Summer Youth Employment Program now accepting applications
The application period for youth and employers who wish to participate in the 2019 Mayor Marion S. Barry Summer Youth Employment Program (MBSYEP) is now open. District youth ages 14 to 24 and employers interested in hosting those youth can now apply online for MBSYEP 2019 at www.summerjobs.dc.gov.
The program aims to provide six weeks of meaningful employment and work readiness training, beginning Monday, June 24th and ending Friday, August 2nd, 2019. District youth are primed to have the opportunity to earn money and gain work experience, be exposed to various interesting career industries, interact with dynamic working professionals, and learn skills and attitudes necessary to succeed in today’s workforce.
Trump AG nominee unlikely to interfere with D.C. marijuana law
Trump’s Attorney General nominee William Barr says he does not plan to interfere with D.C.’s marijuana law.
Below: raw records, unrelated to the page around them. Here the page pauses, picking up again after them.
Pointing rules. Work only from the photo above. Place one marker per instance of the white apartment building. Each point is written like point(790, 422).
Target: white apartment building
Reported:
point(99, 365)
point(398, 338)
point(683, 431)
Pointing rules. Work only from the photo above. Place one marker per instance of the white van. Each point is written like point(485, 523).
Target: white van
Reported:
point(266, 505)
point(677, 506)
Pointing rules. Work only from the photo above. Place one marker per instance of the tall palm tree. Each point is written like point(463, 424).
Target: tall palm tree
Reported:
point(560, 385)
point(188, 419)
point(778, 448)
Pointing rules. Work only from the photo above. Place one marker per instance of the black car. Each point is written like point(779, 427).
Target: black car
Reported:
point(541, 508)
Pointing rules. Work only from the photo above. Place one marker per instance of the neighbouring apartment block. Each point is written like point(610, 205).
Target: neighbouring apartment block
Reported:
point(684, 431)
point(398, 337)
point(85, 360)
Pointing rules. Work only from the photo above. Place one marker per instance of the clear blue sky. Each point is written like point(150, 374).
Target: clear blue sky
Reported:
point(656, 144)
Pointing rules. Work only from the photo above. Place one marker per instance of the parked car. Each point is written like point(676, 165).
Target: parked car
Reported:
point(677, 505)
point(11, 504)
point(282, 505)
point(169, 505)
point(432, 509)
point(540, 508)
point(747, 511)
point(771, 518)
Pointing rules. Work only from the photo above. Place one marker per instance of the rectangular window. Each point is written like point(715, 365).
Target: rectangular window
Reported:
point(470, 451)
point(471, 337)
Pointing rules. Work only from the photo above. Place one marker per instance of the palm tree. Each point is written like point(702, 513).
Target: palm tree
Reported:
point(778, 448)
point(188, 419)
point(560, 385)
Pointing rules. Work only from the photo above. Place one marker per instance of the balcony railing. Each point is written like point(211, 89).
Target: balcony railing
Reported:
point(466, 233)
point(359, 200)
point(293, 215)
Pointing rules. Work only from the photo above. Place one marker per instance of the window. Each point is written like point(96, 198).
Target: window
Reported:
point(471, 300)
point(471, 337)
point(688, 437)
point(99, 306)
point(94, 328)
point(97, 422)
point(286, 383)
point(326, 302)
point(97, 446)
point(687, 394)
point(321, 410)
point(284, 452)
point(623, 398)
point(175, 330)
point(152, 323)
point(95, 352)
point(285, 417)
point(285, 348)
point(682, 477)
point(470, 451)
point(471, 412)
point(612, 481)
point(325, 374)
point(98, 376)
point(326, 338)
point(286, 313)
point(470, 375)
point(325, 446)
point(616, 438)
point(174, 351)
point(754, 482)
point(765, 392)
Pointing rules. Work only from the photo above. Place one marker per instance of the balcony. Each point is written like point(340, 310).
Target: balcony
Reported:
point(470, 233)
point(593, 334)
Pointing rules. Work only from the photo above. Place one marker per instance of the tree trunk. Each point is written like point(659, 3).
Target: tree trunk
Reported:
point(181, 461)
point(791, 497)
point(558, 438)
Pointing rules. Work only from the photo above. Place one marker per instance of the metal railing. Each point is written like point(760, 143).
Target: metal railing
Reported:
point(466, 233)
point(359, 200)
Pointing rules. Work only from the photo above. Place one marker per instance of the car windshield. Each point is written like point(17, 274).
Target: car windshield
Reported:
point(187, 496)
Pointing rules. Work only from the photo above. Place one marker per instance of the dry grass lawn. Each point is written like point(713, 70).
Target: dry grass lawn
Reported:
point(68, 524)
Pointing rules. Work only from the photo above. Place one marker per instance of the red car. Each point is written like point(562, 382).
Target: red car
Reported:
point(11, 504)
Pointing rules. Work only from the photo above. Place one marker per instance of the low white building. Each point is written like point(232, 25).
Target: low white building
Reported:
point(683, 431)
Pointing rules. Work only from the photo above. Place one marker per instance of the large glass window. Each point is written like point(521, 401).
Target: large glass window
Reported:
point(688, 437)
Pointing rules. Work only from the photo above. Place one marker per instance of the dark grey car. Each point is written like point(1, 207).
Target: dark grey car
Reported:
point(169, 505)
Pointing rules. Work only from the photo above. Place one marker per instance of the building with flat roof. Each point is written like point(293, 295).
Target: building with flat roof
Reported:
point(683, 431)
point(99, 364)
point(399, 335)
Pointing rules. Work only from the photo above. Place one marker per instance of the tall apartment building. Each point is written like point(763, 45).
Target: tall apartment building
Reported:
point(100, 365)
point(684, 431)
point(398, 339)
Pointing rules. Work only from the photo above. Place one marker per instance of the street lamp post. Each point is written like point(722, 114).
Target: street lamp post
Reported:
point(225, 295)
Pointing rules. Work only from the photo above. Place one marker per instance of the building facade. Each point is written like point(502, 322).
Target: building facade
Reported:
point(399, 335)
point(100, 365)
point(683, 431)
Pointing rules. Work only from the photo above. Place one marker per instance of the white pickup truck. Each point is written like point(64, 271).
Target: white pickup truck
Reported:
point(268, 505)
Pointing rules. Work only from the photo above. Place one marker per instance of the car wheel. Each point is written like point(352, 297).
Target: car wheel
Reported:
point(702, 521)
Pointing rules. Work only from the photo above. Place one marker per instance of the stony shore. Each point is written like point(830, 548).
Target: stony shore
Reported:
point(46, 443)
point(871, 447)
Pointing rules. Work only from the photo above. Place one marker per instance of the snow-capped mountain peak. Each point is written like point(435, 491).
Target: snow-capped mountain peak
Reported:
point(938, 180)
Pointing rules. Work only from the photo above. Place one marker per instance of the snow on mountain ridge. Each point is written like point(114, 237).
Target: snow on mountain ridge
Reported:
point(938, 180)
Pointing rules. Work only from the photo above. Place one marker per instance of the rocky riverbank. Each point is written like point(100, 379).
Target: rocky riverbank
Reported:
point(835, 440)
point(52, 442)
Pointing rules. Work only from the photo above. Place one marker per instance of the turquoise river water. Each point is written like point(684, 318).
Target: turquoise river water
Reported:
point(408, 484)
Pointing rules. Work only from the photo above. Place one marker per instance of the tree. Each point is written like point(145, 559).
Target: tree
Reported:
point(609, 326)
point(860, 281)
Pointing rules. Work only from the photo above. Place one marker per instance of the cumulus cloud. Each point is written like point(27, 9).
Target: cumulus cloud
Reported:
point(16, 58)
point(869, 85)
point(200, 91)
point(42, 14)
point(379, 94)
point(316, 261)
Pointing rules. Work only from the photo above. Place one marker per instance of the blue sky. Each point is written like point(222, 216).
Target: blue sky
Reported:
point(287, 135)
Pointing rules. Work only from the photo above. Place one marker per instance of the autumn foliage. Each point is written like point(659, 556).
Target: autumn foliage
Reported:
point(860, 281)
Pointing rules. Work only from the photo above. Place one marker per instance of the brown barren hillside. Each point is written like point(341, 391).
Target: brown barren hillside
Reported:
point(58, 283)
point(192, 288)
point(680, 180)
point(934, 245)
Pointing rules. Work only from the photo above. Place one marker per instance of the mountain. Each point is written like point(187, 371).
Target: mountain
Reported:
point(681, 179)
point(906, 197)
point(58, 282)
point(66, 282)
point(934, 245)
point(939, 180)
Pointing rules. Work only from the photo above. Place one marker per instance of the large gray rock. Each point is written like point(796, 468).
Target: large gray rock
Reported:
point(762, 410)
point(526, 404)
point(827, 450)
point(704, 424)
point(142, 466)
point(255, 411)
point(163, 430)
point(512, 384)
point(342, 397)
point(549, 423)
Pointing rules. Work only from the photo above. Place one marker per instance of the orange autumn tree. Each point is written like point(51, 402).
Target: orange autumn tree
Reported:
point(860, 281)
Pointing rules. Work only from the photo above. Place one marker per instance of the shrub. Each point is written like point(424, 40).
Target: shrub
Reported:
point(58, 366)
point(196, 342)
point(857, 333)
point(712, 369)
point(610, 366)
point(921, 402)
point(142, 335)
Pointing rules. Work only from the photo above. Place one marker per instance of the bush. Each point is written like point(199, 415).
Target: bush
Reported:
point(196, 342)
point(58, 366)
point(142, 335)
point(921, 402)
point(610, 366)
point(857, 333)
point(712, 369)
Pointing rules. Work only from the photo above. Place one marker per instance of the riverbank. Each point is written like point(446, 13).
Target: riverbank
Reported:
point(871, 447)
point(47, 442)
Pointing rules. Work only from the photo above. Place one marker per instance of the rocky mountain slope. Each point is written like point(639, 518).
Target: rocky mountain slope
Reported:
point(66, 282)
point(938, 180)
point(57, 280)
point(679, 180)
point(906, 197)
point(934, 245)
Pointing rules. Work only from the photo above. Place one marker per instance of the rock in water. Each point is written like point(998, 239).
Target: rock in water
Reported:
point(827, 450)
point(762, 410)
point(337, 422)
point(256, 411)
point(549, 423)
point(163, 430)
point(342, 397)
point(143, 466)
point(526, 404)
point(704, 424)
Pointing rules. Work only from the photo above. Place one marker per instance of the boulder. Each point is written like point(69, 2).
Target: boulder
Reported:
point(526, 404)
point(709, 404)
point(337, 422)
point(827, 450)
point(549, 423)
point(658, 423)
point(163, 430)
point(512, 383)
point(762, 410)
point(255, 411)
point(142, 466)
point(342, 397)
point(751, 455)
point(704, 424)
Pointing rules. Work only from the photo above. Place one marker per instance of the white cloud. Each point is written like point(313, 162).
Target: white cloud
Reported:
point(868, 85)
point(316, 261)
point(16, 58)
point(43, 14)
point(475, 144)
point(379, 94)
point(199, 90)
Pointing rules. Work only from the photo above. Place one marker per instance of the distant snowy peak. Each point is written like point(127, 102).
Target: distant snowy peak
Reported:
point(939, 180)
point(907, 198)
Barr suggested during his Senate confirmation hearing that he would not enforce federal law prohibiting the possession and sale of marijuana in states that had legalized it. “To the extent people are complying with the laws in distribution and production and so forth, we’re not going to go after that,” Barr said.
Bowser warns Airbnb, short term rental restrictions “legally insufficient”
Mayor Bowser raised doubts over restricting rentals governing Airbnb and other such short term stay companies, saying they are likely to be overturned by the courts. She returned the Council’s recent bill on the matter with no signature, yet no veto either, which normally would mean that the legislation becomes law after D.C.’s standard congressional review period. Yet in her letter to the Council on January 15th, Bowser said the Office of the Attorney General “has advised that the legislation is unlikely to survive a potential legal challenge and therefore is legally insufficient.” She specifically cited a recent New York court ruling that was found to violate the Fourth Amendment due to mandatory reporting requirements amounting to an unconstitutional seizure of booking services’ data. The Council’s contentious legislation would primarily prevent property owners from renting out homes on a short-term basis, including spare rooms and basements in their primary residences for more than 90 days per year when they are away.
Norton decries Senate bill attempting to permanently ban D.C. funding for abortion
Congresswoman Eleanor Holmes Norton is once again fighting Senator Roget Wicker’s (R-MS) bill to permanently prohibit the District from spending its local funds — approved by Congress — on abortion services for low-income women. Wicker has introduced this bill in each of the 112th, 113th, 114th, and 115th Congresses, though the Senate has never taken it up for a vote. The District remains subject to an appropriations rider for fiscal year 2019 that prohibits the city from spending its local funds on abortions for low-income women, which has the potential to be amended with Democrats in control of the House, during the upcoming appropriations process for fiscal year 2020.